Smallest Businesses Receive Partial Carveout: A new development announced in the rule provides a partial carveout for the smallest businesses in the country. Employers with fewer than 50 employees will not have to provide EPSL or EFMLA to employees who need to care for their son or daughter whose school or place of care is closed, or child care provider is unavailable, for COVID-19 related reasons, if one of three factors exist:- doing so would raise expenses and financial obligations above available business revenue such that the employer would cease operating at a minimal capacity;- the requesting worker’s absence would pose a substantial risk to the employer’s financial health or operations because of their specialized skills, knowledge of the business, or responsibilities; or- the employer can’t find enough able, willing, available, and qualified workers to perform the work of the employee requesting an absence. In such cases, the rule notes that employers must document the facts and circumstances that justify the denial and retain those records for its own files (not to be submitted to the DOL).

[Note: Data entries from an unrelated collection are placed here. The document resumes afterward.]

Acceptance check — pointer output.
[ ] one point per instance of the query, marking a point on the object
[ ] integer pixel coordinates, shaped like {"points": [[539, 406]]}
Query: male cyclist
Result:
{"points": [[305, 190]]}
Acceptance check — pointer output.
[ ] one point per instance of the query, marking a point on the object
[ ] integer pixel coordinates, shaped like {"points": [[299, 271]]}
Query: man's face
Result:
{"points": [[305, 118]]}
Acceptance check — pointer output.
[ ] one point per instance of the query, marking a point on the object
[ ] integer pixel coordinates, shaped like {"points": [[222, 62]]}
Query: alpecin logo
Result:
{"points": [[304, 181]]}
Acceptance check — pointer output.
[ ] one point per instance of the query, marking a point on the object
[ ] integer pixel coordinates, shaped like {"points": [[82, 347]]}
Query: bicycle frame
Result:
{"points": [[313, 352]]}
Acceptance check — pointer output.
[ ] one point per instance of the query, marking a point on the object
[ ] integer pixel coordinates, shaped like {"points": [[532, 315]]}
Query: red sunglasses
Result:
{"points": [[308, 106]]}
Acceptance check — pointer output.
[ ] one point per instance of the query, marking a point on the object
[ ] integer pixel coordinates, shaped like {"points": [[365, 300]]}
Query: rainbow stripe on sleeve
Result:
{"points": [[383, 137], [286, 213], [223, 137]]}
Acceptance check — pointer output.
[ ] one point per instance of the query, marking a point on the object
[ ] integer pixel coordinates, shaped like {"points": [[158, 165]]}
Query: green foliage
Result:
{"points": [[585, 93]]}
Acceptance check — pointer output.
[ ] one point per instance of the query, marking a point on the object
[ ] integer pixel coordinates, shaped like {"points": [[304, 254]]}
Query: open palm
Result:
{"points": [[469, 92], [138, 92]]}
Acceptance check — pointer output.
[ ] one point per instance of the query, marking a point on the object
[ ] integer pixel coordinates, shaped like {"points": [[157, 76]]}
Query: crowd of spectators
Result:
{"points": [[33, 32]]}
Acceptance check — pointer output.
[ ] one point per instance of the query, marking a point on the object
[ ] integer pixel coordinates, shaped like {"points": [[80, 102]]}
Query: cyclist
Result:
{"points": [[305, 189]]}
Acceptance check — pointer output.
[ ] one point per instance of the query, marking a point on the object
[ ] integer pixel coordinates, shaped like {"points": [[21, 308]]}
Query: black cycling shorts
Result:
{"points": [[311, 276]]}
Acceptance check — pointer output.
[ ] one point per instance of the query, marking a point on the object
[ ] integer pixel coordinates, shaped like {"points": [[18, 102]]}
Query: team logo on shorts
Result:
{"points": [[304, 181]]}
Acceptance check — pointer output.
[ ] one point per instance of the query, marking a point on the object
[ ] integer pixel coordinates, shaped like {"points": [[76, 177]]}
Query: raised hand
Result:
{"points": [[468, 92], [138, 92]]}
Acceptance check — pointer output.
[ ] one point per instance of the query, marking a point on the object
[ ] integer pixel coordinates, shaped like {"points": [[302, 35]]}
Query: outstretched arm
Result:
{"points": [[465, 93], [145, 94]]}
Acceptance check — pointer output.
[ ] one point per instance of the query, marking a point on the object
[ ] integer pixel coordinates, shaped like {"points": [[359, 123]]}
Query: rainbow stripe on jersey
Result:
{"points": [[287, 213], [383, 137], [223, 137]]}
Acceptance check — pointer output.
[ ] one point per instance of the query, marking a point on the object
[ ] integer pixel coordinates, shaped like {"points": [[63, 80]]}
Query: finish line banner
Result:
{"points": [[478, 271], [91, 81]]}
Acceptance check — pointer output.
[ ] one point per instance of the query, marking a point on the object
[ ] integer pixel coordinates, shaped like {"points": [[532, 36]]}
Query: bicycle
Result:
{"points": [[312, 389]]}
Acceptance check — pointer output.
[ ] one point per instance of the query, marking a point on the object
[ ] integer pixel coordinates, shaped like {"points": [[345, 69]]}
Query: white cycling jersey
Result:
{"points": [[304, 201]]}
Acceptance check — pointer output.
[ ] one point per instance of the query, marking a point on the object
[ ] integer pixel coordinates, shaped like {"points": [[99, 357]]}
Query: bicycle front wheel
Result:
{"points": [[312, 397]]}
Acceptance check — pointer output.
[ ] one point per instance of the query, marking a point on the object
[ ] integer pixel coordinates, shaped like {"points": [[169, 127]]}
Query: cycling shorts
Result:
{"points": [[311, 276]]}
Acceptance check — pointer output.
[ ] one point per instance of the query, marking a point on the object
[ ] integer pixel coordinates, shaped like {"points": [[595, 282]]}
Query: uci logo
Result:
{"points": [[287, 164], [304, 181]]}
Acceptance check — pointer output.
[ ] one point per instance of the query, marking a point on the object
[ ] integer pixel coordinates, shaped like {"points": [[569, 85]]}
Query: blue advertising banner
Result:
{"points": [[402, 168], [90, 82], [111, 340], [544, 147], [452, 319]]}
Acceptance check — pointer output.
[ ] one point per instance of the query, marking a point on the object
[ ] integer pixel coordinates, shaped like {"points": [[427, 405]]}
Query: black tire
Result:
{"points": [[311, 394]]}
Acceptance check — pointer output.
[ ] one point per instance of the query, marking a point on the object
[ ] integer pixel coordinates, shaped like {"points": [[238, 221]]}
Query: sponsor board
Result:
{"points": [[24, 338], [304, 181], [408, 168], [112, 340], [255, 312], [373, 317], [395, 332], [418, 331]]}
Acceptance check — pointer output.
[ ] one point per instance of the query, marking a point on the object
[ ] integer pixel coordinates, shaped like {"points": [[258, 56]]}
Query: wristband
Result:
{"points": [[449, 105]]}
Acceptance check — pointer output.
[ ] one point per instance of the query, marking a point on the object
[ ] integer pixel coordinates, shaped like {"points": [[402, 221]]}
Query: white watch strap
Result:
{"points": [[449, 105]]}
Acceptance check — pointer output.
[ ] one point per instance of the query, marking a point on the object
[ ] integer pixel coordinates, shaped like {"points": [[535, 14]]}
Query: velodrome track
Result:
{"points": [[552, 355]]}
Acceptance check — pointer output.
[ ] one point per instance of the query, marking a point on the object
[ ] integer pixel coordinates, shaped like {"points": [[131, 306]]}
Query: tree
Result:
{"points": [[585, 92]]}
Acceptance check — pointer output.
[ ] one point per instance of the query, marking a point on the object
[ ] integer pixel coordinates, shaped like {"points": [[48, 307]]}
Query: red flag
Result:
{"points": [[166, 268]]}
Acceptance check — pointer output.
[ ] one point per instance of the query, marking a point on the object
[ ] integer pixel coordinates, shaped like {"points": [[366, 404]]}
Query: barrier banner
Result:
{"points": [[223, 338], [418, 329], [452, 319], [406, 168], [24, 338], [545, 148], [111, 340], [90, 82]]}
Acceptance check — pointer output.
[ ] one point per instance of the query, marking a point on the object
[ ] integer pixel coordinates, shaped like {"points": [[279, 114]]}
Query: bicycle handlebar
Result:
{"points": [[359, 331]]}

Enforcement Delayed By A Few Weeks: The agency indicated that it won’t enforce the rule for employers operating in “good faith” until April 18. While employers shouldn’t use this several-week period as an excuse not to diligently understand and comply with the new law, this provision serves as a welcome bit of breathing room as you digest and apply the many new principles involved.
USDOL Acts Outside of Normal Course Finally, the agency conceded that it bypassed the normal process to issue this rule, where it would typically issue a proposed rule and receive public comments over a several-month (or year-long) period. Instead, the agency stated that it had “good cause” under federal administrative law to move quickly and decisively in order to release a direct final rule that many American employers were counting on.